Incel stands for “involuntary celibate,” a man who blames women for not having sex with him and furthermore believes he should be allowed to rape and physically harm women as he pleases. These men have found a community with each other in online boards, and in recent years have left their basements to commit acts of violence in the real world including mass shootings and running over people with vans. Many claimed that the film glamorized the violence of an enraged lonely man, the Joker, and that such glamorization would serve as propaganda and inspiration for the enraged loners of the incel community.

The superhero fandom is seldom kind to those who identify as women, and the idea of yet another misogynistic parable being paraded around by young men soured my excitement for the movie.

Fortunately, I didn’t have to choose. I’m not going to argue whether the film was “good” or “bad,” as that’s not the point here. “Joker” is not “incel-friendly” and the fury around it is misguided and a distraction from the real issues at stake that the film drums up. Violent misogyny and loose gun control affects lives every day, and we need to focus on fixing these problems rather than arguing endlessly over a movie that touches these subjects, but doesn’t have anything of substance to say about them.

The entirety of film’s history contains multitudes of films that advocate for misogynistic characters, films that portray violence against women and imply that we as an audience shouldn’t care about their plight. The history of cinema is one of using women as set pieces, relegating them to background roles and using their pain and bodies to further men’s storylines. Rampant sexism isn’t new onscreen. The history of superheroes and villains, in particular, is rife with sexualized women that exist as fodder for men.

“Joker” does indeed portray misogyny — but unlike much of film’s history, it doesn’t advocate for it.

“Joker” is some miles away from advocating for predatory men, especially when placed next to the vast majority of the superhero canon. While the film does kill off two women onscreen, one murder lasts a mere second via gunshot and the other — when Joker kills his mother via smothering — focuses on his crazed face as he does so and not the spectacle of the female body dying. No female characters are majorly sexualized, and the film seems to acknowledge that Joker’s stalking of his neighbor — played by Zazie Beetz — is not admirable behavior. The film’s score and shooting angles paint the Joker’s actions towards Beetz’s character as one of a villain, not a hero. Moody, dark string music underscores his walk to her apartment. And when he kills his mother, the shot is definitely not glamorous. He sweats with exertion. He looks mad.

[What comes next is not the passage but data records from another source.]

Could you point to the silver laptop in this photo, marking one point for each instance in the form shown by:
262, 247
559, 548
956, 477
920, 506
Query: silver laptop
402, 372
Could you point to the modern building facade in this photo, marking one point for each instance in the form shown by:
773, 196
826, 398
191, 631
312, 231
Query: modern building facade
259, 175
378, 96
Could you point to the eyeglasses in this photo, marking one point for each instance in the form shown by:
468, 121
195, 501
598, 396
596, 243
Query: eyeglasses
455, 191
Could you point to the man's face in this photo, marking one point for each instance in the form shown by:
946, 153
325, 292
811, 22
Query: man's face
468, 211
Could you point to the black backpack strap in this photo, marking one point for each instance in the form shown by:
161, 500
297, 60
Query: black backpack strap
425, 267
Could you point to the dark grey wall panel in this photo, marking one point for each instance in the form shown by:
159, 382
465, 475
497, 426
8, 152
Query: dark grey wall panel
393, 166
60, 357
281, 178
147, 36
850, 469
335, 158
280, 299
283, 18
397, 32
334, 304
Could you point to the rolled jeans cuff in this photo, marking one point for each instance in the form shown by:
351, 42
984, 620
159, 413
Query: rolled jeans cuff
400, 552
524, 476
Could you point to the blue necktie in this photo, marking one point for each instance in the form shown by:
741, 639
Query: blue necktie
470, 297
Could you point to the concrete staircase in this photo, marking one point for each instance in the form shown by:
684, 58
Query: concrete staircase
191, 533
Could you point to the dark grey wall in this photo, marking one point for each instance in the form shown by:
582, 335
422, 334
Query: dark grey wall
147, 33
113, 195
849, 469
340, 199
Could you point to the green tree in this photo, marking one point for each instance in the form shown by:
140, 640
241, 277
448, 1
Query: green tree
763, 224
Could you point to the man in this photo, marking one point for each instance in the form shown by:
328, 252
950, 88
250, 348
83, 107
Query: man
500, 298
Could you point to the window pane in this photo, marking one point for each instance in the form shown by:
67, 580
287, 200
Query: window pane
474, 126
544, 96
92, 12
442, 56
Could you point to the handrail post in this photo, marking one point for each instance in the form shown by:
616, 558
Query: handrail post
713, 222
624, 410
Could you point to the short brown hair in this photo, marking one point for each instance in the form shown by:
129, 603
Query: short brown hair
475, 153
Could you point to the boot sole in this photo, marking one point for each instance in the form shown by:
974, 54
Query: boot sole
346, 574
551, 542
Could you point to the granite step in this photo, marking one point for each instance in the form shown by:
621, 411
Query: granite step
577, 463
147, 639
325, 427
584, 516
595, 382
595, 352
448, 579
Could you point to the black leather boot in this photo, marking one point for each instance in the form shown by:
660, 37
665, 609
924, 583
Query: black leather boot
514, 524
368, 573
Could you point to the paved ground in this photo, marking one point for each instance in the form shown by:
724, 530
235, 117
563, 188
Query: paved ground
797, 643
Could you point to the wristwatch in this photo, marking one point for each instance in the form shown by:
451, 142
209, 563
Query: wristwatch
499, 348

Joker has terrible relationships with the two main women in his life, and his treatment toward them displays an apathy toward women that goes hand-in-hand with misogyny, but that doesn’t make the film a fan of incel ideals. Joker’s mistreatment of women isn’t glamorized. Besides, he’s the Joker — these actions are all emblematic of the character. His comic book history of abuse against Harley Quinn aside, in this film the Joker isn’t out to hunt women in the same way that he’s out to hunt late night talk show hosts and rich white men.

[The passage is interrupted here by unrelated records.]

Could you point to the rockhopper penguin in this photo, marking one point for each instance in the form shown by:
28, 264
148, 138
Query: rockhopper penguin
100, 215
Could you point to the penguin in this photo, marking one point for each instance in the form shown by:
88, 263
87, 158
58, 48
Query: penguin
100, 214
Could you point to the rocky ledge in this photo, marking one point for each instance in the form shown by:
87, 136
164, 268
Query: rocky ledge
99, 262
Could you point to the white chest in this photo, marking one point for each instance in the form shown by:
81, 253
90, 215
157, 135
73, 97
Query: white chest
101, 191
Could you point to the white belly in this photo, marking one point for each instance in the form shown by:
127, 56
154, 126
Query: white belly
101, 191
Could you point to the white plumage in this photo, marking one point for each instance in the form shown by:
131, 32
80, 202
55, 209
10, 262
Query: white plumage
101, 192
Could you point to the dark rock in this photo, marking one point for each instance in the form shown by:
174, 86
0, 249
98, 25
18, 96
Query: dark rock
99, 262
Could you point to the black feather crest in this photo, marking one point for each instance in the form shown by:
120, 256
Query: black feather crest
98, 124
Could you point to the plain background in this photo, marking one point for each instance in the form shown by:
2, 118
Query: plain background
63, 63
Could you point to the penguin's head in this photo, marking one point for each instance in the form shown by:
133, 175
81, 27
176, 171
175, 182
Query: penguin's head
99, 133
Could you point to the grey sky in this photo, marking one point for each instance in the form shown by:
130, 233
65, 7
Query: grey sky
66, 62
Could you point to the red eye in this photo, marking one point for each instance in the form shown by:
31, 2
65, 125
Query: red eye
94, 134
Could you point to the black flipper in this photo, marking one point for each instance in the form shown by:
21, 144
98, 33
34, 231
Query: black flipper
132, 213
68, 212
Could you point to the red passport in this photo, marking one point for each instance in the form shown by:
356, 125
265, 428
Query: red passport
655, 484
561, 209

What matters more is what we do with the film’s incel controversy that in itself is unfounded.

We are in a tense cultural moment in America regarding white supremacist patriarchal violence — really domestic terrorism — so viewers and critics attacking the film for being incel-friendly does make sense in this vacuum of worry we’re in. Movie theaters have increased security during “Joker” screenings due to threats online, with one man even tackling another during a screening. But no shootings have occurred.

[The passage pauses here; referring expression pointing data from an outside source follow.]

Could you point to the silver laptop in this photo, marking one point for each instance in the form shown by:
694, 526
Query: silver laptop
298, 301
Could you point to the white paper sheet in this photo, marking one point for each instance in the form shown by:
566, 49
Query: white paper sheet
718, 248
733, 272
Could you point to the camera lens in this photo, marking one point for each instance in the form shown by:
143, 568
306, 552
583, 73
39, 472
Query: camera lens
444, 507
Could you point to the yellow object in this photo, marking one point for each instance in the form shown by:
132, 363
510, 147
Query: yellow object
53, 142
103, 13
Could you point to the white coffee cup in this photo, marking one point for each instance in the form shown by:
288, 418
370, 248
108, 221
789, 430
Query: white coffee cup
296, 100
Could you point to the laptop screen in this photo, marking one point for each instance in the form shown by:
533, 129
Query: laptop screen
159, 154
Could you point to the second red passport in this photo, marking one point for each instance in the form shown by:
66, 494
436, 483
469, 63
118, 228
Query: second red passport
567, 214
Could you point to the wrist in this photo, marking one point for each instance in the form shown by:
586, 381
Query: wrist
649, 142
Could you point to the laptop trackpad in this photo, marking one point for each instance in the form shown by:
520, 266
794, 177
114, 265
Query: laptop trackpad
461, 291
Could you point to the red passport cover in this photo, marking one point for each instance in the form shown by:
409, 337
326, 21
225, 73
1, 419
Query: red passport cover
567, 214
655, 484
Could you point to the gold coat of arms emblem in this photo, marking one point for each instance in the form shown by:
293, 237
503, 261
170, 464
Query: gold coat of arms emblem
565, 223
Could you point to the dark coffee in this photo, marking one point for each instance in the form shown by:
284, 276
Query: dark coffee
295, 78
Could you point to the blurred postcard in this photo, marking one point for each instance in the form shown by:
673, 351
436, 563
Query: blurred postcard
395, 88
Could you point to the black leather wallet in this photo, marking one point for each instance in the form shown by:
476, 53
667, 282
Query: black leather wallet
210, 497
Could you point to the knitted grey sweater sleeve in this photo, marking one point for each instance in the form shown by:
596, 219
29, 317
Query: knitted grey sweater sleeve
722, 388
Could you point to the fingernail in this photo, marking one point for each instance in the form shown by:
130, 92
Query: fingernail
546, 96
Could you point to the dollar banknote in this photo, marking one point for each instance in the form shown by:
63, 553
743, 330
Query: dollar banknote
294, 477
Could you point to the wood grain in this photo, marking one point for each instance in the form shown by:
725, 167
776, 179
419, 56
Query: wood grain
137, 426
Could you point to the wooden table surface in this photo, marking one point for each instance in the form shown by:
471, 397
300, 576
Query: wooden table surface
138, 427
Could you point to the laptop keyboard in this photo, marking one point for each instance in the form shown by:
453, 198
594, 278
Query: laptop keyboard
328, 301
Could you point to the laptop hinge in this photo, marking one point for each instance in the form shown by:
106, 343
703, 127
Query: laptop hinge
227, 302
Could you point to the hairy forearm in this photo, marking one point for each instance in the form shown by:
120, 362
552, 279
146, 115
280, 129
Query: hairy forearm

Increased security, especially if it quells fear, is fantastic. However, if we had stricter gun laws these types of threats would be a non-issue. If we had a better handle on the nature of male violence in this country, we could go to the movies feeling safe.

Considering that “Joker” does not advocate for incels, our flurry of attention toward this lacking aspect of the film’s content rather than the real world problems behind it is confusing. In a larger sense, the public’s reaction could be seen as a boiling over due to lack of social change. We don’t feel that real gun control change is happening. We don’t see our schools and media systems adapting to fix misogyny embedded in our very learning systems. It can feel at times that there’s no way to stop the incels from rising up, that our government and media systems are apathetic to the growing national problem.

Fighting about this film has become a proxy ground for the larger, real war we face. If gun control isn’t possible, if gender equality isn’t on the horizon, at least we can destroy a pretty innocuous, one-note film that touches upon both issues.

Even if “Joker” were largely misogynistic — which it isn’t — it would only be a drop in the bucket of our culture’s film catalogue. While I’m glad we’re upset about anti-woman implications here, it feels a bit late, as these ideas have been on the screen for decades now. Film culture as a whole needs to be criticized, not just “Joker.” There are films from the past few years that commit more sins than this — “The Hateful Eight,” “Suicide Squad,” Deadpool 2” and “The Wolf of Wall Street,” to name a few.

Arguing about “Joker” accomplishes nothing. We need to put our focus back on the changes that can be made on the ground. We have a whole culture that supports violent misogyny and we can all do our part, however small, to dismantle it. We need to fix our educational and societal systems that exacerbate potential incels in the first place. We need to tighten gun access so the fear about these men acting out is lessened. We need to vote. We need to have a larger conversation as a whole, not just about this movie. This movie isn’t the problem — media and film culture as a whole is. Our school system, dripping with patriarchy, is. Our gun laws that haven’t changed despite the evidence that changing them would stop this madness is.

The flurry around this film distracts from the real changes we need to make to stop white patriarchal mass violence. Go demonstrate, go vote, go teach others about empathy, call your representative. “Joker” isn’t “incel-friendly,” and regardless, we have more pressing problems.